Two recently proposed mixing diagnostics are employed to estimate the global surface irreversible mixing based on particle and tracer simulation driven by satellite-derived geostrophic velocities. These two novel diagnostics, similar to the traditional dispersion diffusivity and Nakamura’s effective diffusivity but defined in a localized and instantaneous sense, have the following advantages: 1) they reconcile the theoretical discrepancies between Eulerian-, particle-, and contour-based diffusivities and 2) they do not rely on the stationary and homogeneous assumptions of the turbulent ocean and are free from traditional average operators (e.g., Eulerian time–space or along-contour mean). Our results show that evident discrepancies among these three types of diffusivities do emerge when employing traditional estimates. However, these discrepancies could be significantly mitigated with the adoption of new diagnostic methods, implying that the three types of diffusivities can be effectively reconciled within a global framework. Moreover, finescale mixing structures and transient elevated mixing events due to geostrophic stirring can be clearly identified by the two new diagnostics, in contrast to previous estimates that are spatially and/or temporally smoothed.
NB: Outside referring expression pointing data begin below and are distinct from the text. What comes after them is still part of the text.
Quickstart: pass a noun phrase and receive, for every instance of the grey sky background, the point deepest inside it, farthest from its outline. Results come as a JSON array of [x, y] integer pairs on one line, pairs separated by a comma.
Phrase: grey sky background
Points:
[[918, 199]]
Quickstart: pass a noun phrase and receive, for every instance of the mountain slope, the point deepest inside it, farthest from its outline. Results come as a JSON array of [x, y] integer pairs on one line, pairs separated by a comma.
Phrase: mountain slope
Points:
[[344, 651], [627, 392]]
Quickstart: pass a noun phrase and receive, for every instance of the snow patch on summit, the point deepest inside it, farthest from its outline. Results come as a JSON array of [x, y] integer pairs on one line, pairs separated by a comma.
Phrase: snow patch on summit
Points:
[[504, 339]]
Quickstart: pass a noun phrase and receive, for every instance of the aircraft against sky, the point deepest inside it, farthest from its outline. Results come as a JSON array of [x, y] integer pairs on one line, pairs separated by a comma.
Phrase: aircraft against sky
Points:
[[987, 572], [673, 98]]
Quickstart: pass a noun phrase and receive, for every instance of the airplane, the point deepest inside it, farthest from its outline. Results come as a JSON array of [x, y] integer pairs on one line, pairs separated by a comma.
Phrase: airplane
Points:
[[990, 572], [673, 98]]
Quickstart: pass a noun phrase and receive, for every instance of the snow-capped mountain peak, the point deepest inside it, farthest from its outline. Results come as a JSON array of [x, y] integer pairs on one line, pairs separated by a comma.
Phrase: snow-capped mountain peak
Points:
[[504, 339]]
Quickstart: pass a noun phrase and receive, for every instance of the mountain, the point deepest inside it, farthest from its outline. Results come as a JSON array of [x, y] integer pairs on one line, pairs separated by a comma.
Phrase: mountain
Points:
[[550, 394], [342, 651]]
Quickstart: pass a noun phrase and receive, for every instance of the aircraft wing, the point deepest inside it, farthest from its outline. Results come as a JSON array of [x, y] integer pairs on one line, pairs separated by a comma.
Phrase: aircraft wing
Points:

In particular, it is interesting to note that large values of the new diagnostics usually occur along narrow filaments/fronts associated with mesoscale eddies, and elevated mixing is observed to be located at the periphery of eddies. Our study presents a novel revisit of the global surface mixing induced by geostrophic eddies with an emphasis on irreversibility and provides new insights into previous questions regarding different mixing diagnostics in the community.

Significance Statement

Previous estimates of eddy mixing over the global ocean, using particle-based, tracer-based, and Eulerian-based diffusivities, have shown evident discrepancies. By using recently proposed novel mixing diagnostics, this study demonstrates that the three types of diffusivity estimates agree well with each other, indicating a practical unification of the three types of diffusivities. Also, since the new mixing diagnostics do not involve any traditional average operator, the local and instantaneous mixing maps over the global ocean are presented here, in contrast to previous spatial- or temporal-averaged ones. These new insights can address several unresolved issues in the mixing community.